En parlant ainsi, elle remit au préfet les papiers qu'elle tenait à la main. Il y eut un moment d'étonnement général. Le maire pâlit visiblement; Orso, fronçant le sourcil, s'avança pour prendre connaissance des papiers que le préfet lisait avec beaucoup d'attention.

«On se moque de nous! s'écria de nouveau Orlanduccio en se levant avec colère. Allons-nous-en, mon père, nous n'aurions jamais dû venir ici!»

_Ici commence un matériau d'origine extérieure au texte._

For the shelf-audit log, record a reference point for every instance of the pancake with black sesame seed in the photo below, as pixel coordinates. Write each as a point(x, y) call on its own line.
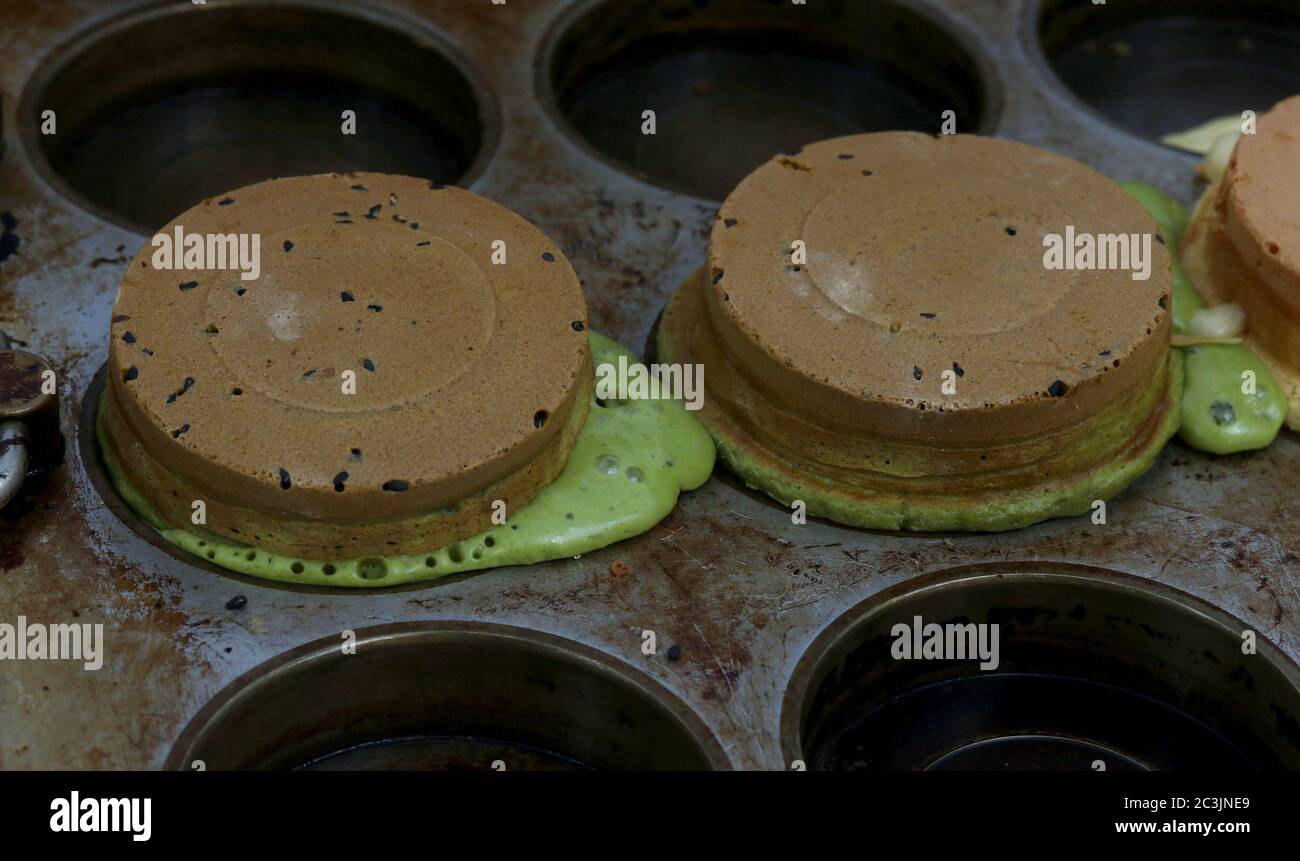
point(408, 371)
point(884, 342)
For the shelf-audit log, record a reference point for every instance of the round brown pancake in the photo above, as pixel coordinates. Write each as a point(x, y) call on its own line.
point(471, 377)
point(1243, 243)
point(926, 255)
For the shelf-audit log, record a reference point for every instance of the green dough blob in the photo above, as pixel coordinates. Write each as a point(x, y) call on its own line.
point(1217, 416)
point(631, 461)
point(1170, 216)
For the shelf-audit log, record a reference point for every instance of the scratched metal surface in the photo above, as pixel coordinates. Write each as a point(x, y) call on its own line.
point(727, 576)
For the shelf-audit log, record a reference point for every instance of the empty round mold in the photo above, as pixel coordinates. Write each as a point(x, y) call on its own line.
point(446, 696)
point(732, 83)
point(1095, 671)
point(1157, 66)
point(161, 107)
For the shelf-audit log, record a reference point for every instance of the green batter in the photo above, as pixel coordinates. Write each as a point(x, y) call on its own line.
point(1217, 415)
point(628, 466)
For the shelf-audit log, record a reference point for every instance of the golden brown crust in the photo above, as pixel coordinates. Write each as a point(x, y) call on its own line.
point(1243, 243)
point(237, 392)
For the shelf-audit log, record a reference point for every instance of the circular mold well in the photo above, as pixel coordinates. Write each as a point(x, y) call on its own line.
point(733, 83)
point(164, 107)
point(446, 696)
point(1092, 666)
point(1157, 66)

Un instant suffit à M. Barricini pour reprendre son sang-froid. Il demanda à examiner les papiers; le préfet les lui remit sans dire un mot. Alors, relevant ses lunettes vertes sur son front, il les parcourut d'un air assez indifférent, pendant que Colomba l'observait avec les yeux d'une tigresse qui voit un daim s'approcher de la tanière de ses petits.

«Mais, dit M. Barricini rabaissant ses lunettes et rendant les papiers au préfet, — connaissant la bonté de feu M. le colonel… Tomaso a pensé… il a dû penser… que M. le colonel reviendrait sur sa résolution de lui donner congé… De fait, il est resté en possession du moulin, donc…

— C'est moi, dit Colomba d'un ton de mépris, qui le lui ai conservé. Mon père était mort, et dans ma position, je devais ménager les clients de ma famille.

— Pourtant, dit le préfet, ce Tomaso reconnaît qu'il a écrit la lettre…, cela est clair.